## Definition

Let $S$ be a non-empty set.

Let $\mathbb F$ be one of the standard number sets: $\Z, \Q, \R$ or $\C$.

Let $\mathbb F^S$ be the set of all mappings $f: S \to \mathbb F$.

The (binary) operation of pointwise addition is defined on $\mathbb F^S$ as:

$+: \mathbb F^S \times \mathbb F^S \to \mathbb F^S: \forall f, g \in \mathbb F^S:$
$\forall s \in S: \map {\paren {f + g} } s := \map f s + \map g s$

where the $+$ on the right hand side is conventional arithmetic addition.

## Specific Number Sets

Specific instantiations of this concept to particular number sets are as follows:

### Integer-Valued Functions

Let $f, g: S \to \Z$ be integer-valued functions.
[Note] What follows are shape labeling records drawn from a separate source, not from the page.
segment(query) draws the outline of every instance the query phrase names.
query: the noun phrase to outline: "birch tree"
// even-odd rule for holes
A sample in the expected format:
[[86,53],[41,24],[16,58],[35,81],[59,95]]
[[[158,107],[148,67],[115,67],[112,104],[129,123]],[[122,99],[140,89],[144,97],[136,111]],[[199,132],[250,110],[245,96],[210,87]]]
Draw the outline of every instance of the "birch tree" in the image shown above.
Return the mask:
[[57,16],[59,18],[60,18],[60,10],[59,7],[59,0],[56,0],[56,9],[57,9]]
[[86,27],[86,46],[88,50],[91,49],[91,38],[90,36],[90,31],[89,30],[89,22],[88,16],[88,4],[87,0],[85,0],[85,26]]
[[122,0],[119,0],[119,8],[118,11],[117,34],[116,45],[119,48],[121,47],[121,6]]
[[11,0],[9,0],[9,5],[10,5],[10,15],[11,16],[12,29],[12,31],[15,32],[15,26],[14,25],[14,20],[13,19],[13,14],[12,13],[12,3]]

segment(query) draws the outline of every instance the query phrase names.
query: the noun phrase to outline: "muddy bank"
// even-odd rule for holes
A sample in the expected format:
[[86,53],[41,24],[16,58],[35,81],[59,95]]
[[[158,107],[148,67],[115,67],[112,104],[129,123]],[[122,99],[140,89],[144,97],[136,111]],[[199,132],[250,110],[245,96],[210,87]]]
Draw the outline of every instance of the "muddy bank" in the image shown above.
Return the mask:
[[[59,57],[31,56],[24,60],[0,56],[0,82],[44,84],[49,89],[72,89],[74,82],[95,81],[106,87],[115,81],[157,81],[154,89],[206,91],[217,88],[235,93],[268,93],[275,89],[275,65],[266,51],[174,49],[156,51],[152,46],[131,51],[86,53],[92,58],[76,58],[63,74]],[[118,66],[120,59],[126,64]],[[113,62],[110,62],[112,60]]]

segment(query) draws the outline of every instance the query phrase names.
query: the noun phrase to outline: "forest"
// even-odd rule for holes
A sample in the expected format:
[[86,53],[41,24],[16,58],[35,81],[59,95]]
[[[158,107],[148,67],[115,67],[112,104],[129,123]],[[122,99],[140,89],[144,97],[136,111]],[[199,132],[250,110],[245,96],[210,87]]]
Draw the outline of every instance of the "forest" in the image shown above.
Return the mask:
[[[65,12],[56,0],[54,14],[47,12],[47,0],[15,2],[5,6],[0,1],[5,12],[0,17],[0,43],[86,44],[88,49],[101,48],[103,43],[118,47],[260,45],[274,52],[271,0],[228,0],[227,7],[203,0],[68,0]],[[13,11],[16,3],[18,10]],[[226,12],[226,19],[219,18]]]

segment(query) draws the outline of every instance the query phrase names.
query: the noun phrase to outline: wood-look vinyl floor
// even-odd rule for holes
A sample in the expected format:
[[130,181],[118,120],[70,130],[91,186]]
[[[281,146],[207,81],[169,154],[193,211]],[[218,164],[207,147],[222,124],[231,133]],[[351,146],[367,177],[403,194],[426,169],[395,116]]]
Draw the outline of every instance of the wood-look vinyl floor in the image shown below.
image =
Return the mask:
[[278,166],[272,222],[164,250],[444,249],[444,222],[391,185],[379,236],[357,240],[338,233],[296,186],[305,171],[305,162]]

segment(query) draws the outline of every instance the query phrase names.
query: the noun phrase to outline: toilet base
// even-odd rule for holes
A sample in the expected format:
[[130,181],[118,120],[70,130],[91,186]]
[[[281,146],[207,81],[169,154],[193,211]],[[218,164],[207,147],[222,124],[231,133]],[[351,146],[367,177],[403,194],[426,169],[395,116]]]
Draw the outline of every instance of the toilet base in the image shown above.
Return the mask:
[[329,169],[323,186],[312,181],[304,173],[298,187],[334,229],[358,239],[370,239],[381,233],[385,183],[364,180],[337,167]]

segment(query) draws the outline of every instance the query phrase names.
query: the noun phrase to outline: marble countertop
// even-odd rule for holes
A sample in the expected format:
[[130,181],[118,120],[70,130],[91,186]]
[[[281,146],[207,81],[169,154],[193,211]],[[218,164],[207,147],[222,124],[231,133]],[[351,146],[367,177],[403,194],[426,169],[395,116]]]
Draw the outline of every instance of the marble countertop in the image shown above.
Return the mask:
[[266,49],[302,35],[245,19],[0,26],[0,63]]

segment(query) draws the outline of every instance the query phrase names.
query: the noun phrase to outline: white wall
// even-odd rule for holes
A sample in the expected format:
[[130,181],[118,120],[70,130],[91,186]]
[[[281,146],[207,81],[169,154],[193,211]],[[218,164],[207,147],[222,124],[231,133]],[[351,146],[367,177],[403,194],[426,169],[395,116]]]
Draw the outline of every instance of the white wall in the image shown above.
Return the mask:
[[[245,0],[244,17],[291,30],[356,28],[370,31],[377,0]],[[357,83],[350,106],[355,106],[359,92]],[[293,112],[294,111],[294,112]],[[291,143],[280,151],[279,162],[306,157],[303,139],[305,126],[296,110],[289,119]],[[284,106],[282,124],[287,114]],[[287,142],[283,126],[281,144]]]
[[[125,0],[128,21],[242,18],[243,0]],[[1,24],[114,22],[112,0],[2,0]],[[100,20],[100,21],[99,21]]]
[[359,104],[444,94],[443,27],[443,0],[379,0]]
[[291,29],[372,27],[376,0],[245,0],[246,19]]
Then the pointwise sum of $f$ and $g$ is defined as:

$f + g: S \to \Z:$
$\forall s \in S: \left({f + g}\right) \left({s}\right) := f \left({s}\right) + g \left({s}\right)$

where the $+$ on the right hand side is integer addition.

### Rational-Valued Functions

Let $f, g: S \to \Q$ be rational-valued functions.

Then the pointwise sum of $f$ and $g$ is defined as:

$f + g: S \to \Q:$
$\forall s \in S: \left({f + g}\right) \left({s}\right) := f \left({s}\right) + g \left({s}\right)$

where the $+$ on the right hand side is integer addition.

### Real-Valued Functions

Let $f, g: S \to \R$ be real-valued functions.

Then the pointwise sum of $f$ and $g$ is defined as:

$f + g: S \to \R:$
$\forall s \in S: \left({f + g}\right) \left({s}\right) := f \left({s}\right) + g \left({s}\right)$

where the $+$ on the right hand side is real-number addition.

### Complex-Valued Functions

Let $f, g: S \to \C$ be complex-valued functions.

Then the pointwise sum of $f$ and $g$ is defined as:

$f + g: S \to \C:$
$\forall s \in S: \left({f + g}\right) \left({s}\right) := f \left({s}\right) + g \left({s}\right)$

where the $+$ on the RHS is complex addition.

## Pointwise Addition on Ring of Mappings

Let $\struct {R, +, \circ}$ be a ring.

Let $S$ be a set.

Let $\struct {R^S, +', \circ'}$ be the ring of mappings from $S$ to $R$.

The operation $+’$ induced by $+$ on the ring of mappings from $S$ to $R$ is called pointwise addition and is defined as:

$\forall f, g \in R^S: f +’ g \in R^S :$
$\forall s \in S : \map {\paren {f +’ g}} x = \map f x + \map g x$

## Pointwise Addition on Ring of Sequences

Let $\struct {R, +, \circ}$ be a ring.

Let $\struct {R^\N, +', \circ'}$ be the ring of sequences over $R$.

The operation $+’$ induced by $+$ on the ring of sequences is called pointwise addition and is defined as:

$\forall \sequence {x_n}, \sequence {y_n} \in R^{\N}: \sequence {x_n} +' \sequence {y_n} = \sequence {x_n + y_n}$

## Also see

It can be seen that these definitions instantiate the more general Pointwise Operation on Number-Valued Functions.